Precious-Metals Blowoff in Progress

 

This column was originally published on RealMoney on April 19 at 12:38 p.m. EDT. It's being republished as a bonus for TheStreet.com readers.

I've been bullish on precious metals and commodities for some time, and still consider myself bullish in the long run, but if there isn't a gold and silver blowoff in progress, I'll eat my hat.

Let's go over a few of the things that bother me.

Gold Bugs Are Getting Too Popular

Who's more popular than the precious-metals crowd at the moment? Investment publications are running large, one-sided feature stories on gold (Time & Newsweek: Where are your cover stories on the subject? They must be coming soon). Owners of precious-metals Web sites are being quoted as analysts, when in reality they're cheerleaders with a one-sided interest (and perspective).

Most telling of all, some pretty outlandish predictions for gold's price objective are starting to be heard.

Is a price target of $850 an ounce, gold's 1980 high, reasonable in today's environment?

Heck, it feels like it might get there next week at this rate. I'll even listen to a well thought-out case for a long-term run to its inflation-adjusted high, which would be just north of $2,000 an ounce. But near-term predictions for $4,000 to $5,000, as I've been seeing lately?

I even saw one recent commentator quoted as saying gold would reach $20,000 an ounce by 2020 (with silver at $2000, by the way), only to be topped by another who suggested that $36,000 was not unrealistic! Ironically, just imagine the ridicule these same individuals would heap on a forecast for the Dow at 36,000.

Silver

Often referred to as the "poor man's gold" because it feels difficult to pay so much for just one ounce of gold when many ounces of silver can be had with less money, the white metal tends to move later than gold and has in the past marked the end of important precious-metals rallies when it surged violently.
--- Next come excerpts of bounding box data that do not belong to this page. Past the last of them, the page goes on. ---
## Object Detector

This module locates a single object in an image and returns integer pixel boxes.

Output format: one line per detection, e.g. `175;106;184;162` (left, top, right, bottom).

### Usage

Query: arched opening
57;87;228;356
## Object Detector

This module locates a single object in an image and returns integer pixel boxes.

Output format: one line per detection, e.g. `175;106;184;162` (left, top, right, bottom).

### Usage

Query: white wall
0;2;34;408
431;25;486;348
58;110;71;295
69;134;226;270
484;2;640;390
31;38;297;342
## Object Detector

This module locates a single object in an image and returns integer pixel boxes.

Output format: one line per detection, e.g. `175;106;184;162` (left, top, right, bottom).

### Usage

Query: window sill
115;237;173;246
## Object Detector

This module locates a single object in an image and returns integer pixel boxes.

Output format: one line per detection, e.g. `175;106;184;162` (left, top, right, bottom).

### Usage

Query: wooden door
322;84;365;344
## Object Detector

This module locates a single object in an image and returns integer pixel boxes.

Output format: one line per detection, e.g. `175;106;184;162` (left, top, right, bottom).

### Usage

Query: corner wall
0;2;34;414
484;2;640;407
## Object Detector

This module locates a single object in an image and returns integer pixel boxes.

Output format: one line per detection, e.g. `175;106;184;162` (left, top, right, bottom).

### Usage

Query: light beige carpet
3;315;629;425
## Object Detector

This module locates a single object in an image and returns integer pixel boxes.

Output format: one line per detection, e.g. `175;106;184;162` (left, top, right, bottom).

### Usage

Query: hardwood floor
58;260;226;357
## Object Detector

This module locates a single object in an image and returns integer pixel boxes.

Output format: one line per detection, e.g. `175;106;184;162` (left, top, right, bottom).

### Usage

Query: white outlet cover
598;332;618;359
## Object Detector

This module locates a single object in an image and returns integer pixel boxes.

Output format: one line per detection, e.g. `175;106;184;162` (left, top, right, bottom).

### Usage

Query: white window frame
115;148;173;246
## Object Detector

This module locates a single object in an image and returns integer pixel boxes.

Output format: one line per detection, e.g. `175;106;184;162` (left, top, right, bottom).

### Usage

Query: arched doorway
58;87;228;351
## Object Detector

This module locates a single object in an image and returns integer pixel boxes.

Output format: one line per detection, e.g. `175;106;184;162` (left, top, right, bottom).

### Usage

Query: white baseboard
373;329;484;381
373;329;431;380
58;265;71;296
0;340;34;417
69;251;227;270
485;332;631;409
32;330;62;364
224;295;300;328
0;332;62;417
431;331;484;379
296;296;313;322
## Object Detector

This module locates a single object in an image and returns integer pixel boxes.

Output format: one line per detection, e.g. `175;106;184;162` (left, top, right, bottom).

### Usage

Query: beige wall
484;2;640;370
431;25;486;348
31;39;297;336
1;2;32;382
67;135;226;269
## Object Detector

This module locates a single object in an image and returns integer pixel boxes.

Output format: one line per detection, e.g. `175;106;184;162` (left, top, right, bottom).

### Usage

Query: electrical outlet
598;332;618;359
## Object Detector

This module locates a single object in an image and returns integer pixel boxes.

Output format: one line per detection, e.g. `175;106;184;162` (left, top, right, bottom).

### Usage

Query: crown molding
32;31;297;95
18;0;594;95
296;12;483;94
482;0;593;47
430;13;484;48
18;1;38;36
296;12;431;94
With that in mind, how can we ignore the technical condition of silver at the moment, as shown in the three-year chart below?

Three Year Extension
Silver is parabolic here.
Source: Stockcharts.com

I don't care what the asset is, when a chart starts to look parabolic, I get nervous. And just look at the short-term momentum indicators pictured (RSI, MACD and stochastics, which I like to view together). Overbought would be the understatement of 2006. The last two times silver looked remotely like this on a technical basis -- in the spring of 2004 and again later that year -- it marked the beginning of meaningful precious-metals corrections.

And it's not just on a daily basis that silver looks to be in the midst of a blowoff. I know these charts are large, but the weekly and monthly charts going back to 1990 just have to be seen:

Weekly Chart Is Stretched Thin
It's extended here too.
Source: Stockcharts.com

And as off-the-charts as the weekly momentum indicators are, the monthly gauges are similarly extended:

Monthly Chart Similarly Silly
Doesn't get any better looking here.
Source: Stockcharts.com

Maybe this is a sustainable trend, but look again at the momentum indicators, especially compared to what they looked like at important peaks in the past. If you threw out the symbol and someone brought you this chart, would you rush to buy the stock it represented?

Central Banks

One gold-bug theme that interests me at the moment is the argument that central banks are buying metals, which is a bullish development. When did government officials and central bankers become so brilliant in the eyes of the government-wary precious-metals community?

Wasn't it Treasury Secretary G. William Miller who announced in January 1980 that the U.S. would no longer auction its gold, doing so literally days before the metal peaked near $850? And don't gold bugs unanimously ridicule central banks around the world for having engaged in their heaviest selling near gold's secular lows of $250 an ounce just five years ago?

Astonishingly, precious-metals permabulls now point to signs of central-bank buying as bullish support for their arguments. And two of the nations that have signaled most clearly their intentions to add to their gold holdings, Russia and Argentina, are both less than 10 years removed from defaults on their sovereign debt. But that's the past. Today they're geniuses.